1. The big pair of questions that DIT seeks to answer is "how does work enter your life?" and "when do you accomplish it when it does?" It's crucial that this is only secondarily a planning system. It's much more a tracking system, that allows you to see your work all laid out before you. So, the system is not about taking some time to plan out your work for tomorrow, according to "what you think you can handle" on that day. Rather, it's about noticing when a new piece of work has entered your life, and rather than doing it then or ignoring it, writing it down immediately on your list for the next day. You don't need to plan based on what you think you can handle, because if you are not overcommitted, then the work that enters your life on a particular day must itself on average be able to be completed in a day, and therefore doesn't require planning. If you are overcommitted, then no planning in the world can fit more than one day's work into a day. So; become attentive to how work comes into your life (whether it be emails, things arriving in the mail, something breaking, something running out, noticing some small task you'd been meaning to get to), and always have your list for tomorrow close to hand, so that you can immediately jot it down for the next day.

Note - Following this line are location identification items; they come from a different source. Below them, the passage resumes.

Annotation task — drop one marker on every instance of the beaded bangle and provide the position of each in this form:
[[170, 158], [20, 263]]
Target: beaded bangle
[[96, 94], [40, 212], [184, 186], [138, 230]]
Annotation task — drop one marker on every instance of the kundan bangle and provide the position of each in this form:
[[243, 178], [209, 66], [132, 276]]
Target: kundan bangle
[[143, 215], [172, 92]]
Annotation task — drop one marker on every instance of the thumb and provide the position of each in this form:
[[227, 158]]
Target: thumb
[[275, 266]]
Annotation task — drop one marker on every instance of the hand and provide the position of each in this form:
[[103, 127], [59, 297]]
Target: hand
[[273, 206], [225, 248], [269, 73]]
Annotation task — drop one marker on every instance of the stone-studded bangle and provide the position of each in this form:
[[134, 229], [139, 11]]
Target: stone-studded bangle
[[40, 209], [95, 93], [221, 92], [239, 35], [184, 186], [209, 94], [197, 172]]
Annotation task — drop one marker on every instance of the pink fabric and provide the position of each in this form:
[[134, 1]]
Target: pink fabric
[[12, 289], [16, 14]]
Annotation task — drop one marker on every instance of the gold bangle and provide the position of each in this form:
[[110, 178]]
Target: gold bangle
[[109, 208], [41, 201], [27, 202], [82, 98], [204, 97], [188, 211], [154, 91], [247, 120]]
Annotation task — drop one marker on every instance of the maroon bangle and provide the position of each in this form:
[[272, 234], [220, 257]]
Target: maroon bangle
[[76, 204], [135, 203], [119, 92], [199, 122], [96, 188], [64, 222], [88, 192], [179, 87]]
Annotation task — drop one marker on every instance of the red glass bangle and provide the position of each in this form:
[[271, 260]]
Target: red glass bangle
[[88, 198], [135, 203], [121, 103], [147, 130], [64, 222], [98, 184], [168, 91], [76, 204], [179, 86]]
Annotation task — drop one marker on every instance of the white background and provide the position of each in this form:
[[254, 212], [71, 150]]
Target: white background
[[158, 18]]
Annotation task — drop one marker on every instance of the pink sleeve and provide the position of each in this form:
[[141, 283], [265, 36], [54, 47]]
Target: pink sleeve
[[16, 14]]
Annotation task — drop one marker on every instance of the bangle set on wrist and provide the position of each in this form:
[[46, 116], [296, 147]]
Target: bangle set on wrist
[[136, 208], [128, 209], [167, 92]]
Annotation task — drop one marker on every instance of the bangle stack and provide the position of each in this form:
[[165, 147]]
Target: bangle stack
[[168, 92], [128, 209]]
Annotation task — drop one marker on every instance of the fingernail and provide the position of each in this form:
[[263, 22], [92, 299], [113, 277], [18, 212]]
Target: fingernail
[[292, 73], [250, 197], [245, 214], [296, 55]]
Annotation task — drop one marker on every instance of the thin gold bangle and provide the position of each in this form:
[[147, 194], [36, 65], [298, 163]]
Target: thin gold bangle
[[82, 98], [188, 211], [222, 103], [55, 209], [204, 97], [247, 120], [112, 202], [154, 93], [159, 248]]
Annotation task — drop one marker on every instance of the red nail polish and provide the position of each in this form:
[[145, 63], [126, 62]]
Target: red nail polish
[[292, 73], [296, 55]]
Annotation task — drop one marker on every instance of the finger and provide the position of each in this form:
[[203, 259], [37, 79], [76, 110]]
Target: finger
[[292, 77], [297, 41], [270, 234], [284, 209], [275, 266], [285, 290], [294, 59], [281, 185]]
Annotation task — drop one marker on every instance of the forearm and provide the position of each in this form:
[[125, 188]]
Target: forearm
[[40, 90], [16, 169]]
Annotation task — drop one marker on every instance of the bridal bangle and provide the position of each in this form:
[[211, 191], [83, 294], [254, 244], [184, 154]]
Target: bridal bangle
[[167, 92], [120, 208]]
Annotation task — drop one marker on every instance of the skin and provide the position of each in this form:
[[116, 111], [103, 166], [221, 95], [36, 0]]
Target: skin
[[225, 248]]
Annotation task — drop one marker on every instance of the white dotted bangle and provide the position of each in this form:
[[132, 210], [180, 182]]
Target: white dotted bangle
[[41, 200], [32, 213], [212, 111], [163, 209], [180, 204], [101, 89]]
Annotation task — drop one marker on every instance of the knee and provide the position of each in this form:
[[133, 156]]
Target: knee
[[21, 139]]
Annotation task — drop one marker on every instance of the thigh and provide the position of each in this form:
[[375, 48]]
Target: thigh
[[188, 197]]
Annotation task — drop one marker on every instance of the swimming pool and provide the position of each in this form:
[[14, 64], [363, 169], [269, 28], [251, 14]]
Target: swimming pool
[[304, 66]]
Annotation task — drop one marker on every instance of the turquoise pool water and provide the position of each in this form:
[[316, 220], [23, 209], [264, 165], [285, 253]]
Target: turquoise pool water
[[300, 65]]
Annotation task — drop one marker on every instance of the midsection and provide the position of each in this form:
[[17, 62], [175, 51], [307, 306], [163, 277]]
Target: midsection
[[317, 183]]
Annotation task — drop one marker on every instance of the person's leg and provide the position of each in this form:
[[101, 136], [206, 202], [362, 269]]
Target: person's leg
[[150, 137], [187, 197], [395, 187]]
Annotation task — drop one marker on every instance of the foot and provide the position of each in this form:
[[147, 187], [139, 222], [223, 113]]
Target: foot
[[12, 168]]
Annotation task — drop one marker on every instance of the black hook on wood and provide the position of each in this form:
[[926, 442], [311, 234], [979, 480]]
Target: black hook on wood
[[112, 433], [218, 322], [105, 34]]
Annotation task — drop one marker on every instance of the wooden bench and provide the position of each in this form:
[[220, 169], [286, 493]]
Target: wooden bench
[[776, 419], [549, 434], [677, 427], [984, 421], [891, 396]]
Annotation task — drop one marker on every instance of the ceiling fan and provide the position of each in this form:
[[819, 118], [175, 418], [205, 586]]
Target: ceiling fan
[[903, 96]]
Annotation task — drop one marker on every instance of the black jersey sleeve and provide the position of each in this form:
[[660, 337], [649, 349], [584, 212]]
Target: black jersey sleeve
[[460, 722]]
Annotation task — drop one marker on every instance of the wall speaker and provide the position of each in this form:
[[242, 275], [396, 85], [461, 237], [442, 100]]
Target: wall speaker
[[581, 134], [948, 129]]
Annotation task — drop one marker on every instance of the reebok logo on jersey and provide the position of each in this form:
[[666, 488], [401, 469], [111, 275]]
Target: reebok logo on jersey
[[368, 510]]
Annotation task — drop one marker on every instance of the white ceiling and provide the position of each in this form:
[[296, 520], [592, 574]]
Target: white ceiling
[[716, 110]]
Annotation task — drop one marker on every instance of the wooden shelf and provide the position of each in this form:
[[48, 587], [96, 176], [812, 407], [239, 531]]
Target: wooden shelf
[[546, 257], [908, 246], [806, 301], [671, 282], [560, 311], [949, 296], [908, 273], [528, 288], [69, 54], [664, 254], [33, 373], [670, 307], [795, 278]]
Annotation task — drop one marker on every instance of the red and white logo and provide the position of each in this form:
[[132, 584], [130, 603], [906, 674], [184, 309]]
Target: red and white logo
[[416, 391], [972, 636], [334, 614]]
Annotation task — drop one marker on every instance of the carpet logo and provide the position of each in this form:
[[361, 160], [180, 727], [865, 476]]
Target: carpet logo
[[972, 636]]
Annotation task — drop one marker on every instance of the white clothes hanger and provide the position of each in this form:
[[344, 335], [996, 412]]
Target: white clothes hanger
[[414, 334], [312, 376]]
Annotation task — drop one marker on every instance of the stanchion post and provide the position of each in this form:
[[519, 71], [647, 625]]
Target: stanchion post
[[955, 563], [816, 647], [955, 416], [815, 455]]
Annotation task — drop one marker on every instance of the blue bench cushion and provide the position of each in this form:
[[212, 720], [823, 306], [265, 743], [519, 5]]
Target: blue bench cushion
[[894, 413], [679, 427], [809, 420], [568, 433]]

2. You need to get addicted to checking things off the list. This means that lots of small tasks is far superior to a few big tasks. Break projects into steps and write them in individually. Spread work out over days whenever possible. Make tasks small enough that you don't experience mental resistance to doing them, and you still get a hit of accomplishment when they're done.
3. This is related to the last; make sure that list items have a completely unambiguous binary divide between completed and not-completed. You want to avoid the feeling of "should I keep working on this/return to working on that to get a little more done?" This kind of questioning disturbs one's inner peace tremendously. When a task is done, it is done, even if the task was just "start doing X" (a technique I use a lot). Do your damnedest to avoid large projects that must be completed quickly, which encourage this kind of background stress and "bleed-over" work.
4. Also related to (2): don't set aside "special days" to accomplish big tasks, at the expense of other things. This is sometimes unavoidable (e.g. just yesterday had to drive all day to pick up my sisters-in-law from the airport), but in general, try to treat each day as fundamentally similar to each other day; full of a wide variety of small tasks. "Special days" for doing things like cleaning the whole house, or stacking wood, or writing a whole essay, or building a chicken coop, first of all tend to disrupt the rhythms of other work, but also have a great deal of mental resistance associated with them -- it's hard to plan them, and hard to get those days started. Mileage may vary on this one, depending on personality, but I find that actually making those big days happen, as efficiently as I was hoping, is a rare and difficult occurrence, and I get far more accomplished doing a little bit of those tasks at a time instead.
A few things that popped into my head; I'm sure there will be more.